The new Alzheimer's tool is very much in the same vein, C-Path wrote. "This new tool will make it possible to simulate clinical trials by integrating all relevant data so future studies will be more efficient and more likely to be successful."

The tool - essentially a statistical modeling system that simulates "what-if" scenarios - is "the first such instrument to ever receive this regulatory designation [from FDA]," C-Path explained. The tool obtained FDA approval on 12 June 2013, and a positive opinion from EMA's Committee on Human Medicinal Products (CHMP) on 27 June 2013.

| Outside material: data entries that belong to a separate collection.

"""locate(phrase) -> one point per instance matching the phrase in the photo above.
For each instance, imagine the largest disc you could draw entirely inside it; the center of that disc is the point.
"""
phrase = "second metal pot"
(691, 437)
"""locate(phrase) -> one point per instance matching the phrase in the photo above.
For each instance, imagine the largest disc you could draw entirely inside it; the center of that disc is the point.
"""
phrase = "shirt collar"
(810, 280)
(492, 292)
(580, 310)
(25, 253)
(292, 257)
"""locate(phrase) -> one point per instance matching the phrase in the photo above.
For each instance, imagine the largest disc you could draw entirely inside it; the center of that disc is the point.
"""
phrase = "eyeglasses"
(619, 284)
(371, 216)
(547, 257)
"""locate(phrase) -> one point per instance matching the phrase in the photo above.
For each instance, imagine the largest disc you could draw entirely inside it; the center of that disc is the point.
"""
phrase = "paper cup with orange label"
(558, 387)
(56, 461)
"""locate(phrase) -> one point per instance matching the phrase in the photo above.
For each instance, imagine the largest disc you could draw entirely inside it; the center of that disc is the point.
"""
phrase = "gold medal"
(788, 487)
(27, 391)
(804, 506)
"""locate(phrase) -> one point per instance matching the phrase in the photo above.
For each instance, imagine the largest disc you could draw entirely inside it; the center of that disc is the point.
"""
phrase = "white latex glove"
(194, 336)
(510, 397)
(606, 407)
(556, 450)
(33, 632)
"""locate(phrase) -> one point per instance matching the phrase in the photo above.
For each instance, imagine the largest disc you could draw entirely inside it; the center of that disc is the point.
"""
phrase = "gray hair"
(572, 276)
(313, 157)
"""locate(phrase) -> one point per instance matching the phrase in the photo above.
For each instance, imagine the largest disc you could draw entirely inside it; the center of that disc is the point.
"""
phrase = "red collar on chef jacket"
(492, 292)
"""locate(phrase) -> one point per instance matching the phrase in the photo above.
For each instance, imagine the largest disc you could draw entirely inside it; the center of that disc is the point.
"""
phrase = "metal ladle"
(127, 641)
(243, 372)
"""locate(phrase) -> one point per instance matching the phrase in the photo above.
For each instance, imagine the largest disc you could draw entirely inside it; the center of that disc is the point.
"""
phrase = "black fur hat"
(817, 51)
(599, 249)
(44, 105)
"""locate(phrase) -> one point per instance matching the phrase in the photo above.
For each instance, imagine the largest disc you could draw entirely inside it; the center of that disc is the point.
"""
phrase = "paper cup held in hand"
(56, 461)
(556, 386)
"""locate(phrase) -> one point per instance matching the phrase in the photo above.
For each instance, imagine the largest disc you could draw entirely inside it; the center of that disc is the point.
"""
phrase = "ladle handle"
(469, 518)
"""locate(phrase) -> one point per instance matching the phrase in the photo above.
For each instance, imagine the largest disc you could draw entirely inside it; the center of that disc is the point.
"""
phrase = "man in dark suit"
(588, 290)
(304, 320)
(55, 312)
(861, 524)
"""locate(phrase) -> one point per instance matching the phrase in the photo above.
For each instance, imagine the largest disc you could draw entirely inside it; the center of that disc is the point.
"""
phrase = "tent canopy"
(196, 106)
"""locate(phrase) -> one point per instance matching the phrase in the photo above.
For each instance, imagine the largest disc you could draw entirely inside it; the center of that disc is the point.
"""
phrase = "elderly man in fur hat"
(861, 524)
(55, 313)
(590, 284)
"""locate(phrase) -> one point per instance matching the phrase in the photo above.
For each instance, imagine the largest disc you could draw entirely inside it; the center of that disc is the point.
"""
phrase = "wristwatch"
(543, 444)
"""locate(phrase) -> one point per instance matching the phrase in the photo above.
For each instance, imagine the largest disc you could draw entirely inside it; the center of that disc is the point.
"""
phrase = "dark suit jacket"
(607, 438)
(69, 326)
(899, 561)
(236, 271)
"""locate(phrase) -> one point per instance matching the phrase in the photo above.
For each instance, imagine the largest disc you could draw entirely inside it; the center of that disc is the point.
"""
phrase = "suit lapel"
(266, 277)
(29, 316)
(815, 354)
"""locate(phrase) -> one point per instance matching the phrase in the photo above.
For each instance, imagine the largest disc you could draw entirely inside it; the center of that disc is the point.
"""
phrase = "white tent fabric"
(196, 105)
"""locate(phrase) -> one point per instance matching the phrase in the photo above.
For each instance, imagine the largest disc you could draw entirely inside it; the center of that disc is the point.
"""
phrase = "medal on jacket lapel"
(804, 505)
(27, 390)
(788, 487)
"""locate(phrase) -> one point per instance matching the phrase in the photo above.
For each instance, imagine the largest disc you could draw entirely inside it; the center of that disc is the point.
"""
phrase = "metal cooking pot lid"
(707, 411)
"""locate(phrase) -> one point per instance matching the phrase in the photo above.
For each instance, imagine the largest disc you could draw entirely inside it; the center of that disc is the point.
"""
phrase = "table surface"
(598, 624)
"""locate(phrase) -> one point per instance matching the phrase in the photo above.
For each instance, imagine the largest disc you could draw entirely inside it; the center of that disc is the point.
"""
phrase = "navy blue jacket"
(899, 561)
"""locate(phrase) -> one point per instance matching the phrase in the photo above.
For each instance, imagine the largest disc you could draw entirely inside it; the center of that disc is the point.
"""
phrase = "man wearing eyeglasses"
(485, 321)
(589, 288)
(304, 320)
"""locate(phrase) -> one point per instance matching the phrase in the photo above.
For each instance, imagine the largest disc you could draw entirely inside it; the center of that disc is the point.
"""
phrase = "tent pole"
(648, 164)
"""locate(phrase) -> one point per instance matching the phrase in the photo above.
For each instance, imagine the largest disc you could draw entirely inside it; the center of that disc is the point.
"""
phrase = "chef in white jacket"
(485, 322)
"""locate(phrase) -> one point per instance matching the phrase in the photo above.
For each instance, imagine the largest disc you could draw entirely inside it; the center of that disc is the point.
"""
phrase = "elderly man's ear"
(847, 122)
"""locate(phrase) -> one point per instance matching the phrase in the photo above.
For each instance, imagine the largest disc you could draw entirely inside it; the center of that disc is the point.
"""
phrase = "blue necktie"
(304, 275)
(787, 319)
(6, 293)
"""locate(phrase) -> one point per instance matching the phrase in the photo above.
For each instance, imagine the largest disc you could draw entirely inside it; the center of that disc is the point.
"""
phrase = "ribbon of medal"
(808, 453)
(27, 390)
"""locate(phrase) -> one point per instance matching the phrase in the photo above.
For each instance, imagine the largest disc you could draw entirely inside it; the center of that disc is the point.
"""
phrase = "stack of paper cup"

The tool's development was reportedly supported by numerous pharmaceutical companies, which made de-identified patient-level data available to C-Path, which was then used to develop and calibrate the model. "This is a great example of a rising tide lifting all boats," wrote Richard Lalonde, global head of clinical pharmacology at Pfizer, in a statement.

The ultimate effect of the tool could be to expedite the drug approval process, C-Path explained. "The regulatory decisions on this tool exemplify how C-Path's efforts result in alignment between global regulatory agencies when based on consensus science and supporting data; an alignment that can result in greater efficiency in drug development," said Martha Brumfield, president and CEO of C-Path. And with greater efficiency should, if all goes according to plan, faster and more efficient trials that better support regulatory decisions by both FDA and EMA.